MongoDB for Data-Intensive Applications

MongoDB is scalable and schema-less NoSQL key-value storage, which makes it handy for applications to use as a persistent layer. The two features in this post views and change streams from MongoDB can turn your application into a full-fetched back-end engine for data-intensive applications.

Change Streams

Since MongoDB 3.6 you can use change streams to create event-driven applications for data processing. Whenever an update occurs in a specific collection, MongoDB triggers a change event with the modified data. With this functionality you can implement the design pattern change data capture (CDC) and other systems or applications can automatically consume the change in real time. This can be useful in a variety of scenarios, such as keeping a distributed cache up-to-date, triggering notifications, or synchronizing data across different systems.

One of the key benefits of using change streams is that they are integrated into MongoDB natively, so there is no need to set up a separate event processing engine or an orchestration tool. Additionally, change streams are scalable, so they can handle high volumes of updates without impacting performance.

A common way to run ETL jobs is through an orchestration tool, which triggers in a periodic cycle one task after the other and manages the dependencies. Like in the illustration below.

Orchestration with database

To replace such an idea with real-time processing would mean that every transformation script watches the collection of the previous step. So the dependencies are managed by MongoDB and the timing is instant. The data is written from one collection to another. To minimize the disk footprint only the derived or updated data is added to the output collection with a reference to the original document.

MongoDB change steam

If the transformation script fails, it needs to be restarted and resume its work. MongoDB does feature a resumability.

Views

MongoDB offers the same feature as in other SQL databases - views.

A MongoDB view is a read-only queryable object whose contents are defined by an aggregation pipeline on other collections or views. MongoDB does not persist the view contents to disk. A view’s content is computed on-demand when a client queries the view.

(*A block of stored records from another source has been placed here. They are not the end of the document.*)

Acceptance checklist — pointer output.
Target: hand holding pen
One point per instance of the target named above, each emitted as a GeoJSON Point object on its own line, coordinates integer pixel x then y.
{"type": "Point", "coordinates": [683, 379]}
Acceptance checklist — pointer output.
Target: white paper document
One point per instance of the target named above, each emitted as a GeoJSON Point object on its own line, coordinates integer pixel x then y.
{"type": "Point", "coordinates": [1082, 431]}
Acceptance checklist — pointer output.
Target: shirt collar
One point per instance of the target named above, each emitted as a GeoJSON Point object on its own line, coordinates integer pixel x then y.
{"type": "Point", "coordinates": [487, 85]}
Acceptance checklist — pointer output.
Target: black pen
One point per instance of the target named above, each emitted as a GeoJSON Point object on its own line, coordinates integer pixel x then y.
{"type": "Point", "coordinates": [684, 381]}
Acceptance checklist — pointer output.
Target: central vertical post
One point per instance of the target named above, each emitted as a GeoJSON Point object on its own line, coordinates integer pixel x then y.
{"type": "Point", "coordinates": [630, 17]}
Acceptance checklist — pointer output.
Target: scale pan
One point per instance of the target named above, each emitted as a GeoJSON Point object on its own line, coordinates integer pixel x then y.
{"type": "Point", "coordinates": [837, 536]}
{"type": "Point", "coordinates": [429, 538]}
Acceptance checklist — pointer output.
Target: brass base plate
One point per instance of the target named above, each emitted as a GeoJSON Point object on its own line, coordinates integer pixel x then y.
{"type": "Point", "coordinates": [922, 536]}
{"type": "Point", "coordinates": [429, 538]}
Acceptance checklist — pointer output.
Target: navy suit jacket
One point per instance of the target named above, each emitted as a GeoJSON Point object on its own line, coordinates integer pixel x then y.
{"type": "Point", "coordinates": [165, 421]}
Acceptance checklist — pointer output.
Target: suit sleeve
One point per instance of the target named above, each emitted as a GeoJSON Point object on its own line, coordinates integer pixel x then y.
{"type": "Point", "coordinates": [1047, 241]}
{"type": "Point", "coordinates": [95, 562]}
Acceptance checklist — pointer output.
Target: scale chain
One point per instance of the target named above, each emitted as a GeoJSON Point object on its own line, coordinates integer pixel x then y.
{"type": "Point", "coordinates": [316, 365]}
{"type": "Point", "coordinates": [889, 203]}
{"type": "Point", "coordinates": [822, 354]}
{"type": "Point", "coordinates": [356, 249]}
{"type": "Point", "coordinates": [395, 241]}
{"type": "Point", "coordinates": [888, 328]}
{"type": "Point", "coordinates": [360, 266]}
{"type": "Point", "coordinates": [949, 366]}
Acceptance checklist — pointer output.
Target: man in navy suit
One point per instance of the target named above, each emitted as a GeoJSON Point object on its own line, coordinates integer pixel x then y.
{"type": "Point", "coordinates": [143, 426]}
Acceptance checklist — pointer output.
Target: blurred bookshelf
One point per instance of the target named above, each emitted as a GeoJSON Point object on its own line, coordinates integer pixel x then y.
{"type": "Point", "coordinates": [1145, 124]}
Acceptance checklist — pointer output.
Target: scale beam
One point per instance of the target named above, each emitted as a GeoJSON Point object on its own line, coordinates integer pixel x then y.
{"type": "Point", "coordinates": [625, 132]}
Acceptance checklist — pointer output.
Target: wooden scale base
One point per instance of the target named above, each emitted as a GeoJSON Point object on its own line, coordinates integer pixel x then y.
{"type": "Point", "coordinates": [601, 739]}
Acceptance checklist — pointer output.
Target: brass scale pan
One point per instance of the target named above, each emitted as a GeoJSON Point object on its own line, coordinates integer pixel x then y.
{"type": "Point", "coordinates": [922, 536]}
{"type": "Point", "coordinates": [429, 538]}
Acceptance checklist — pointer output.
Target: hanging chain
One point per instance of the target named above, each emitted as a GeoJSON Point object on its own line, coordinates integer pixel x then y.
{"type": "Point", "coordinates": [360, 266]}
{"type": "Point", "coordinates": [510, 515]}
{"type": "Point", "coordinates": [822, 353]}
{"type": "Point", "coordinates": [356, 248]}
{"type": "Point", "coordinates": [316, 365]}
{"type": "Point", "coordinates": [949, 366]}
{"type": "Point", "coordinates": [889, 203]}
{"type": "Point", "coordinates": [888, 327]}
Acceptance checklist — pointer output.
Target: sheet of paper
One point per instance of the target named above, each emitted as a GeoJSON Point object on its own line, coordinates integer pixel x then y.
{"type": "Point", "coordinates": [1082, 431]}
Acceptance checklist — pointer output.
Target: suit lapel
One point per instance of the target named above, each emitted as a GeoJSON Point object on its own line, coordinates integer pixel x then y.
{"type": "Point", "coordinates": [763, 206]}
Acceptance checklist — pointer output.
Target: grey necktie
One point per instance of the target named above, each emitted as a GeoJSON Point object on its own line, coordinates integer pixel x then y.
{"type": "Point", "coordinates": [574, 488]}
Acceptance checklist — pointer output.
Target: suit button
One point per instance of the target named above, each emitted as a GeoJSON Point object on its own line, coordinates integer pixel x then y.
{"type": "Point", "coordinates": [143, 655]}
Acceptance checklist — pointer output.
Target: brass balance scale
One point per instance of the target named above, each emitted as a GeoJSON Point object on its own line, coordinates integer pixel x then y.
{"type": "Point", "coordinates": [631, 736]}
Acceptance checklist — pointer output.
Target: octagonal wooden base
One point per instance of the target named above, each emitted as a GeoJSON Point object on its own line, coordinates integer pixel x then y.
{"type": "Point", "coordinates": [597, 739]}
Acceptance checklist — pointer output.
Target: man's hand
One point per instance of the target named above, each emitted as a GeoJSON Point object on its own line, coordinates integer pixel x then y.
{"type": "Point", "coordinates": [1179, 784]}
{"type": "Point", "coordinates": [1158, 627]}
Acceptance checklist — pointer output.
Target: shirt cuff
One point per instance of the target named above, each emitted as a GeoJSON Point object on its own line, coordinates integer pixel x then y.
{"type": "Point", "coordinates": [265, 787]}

These facts make views helpful to hide joins from the main query or to derive computed fields on query time. Reporting or dashboarding have typically these needs. Instead of creating a read-only API, you provide a view.

Summary

In conclusion, MongoDB is a powerful NoSQL database that provides various features to support data-intensive applications. The change streams functionality enables real-time processing and event-driven applications without the need for external tools or engines. Views are also a useful tool for reporting and dashboarding purposes. Overall, MongoDB’s scalability and flexibility make it a great choice for modern data applications.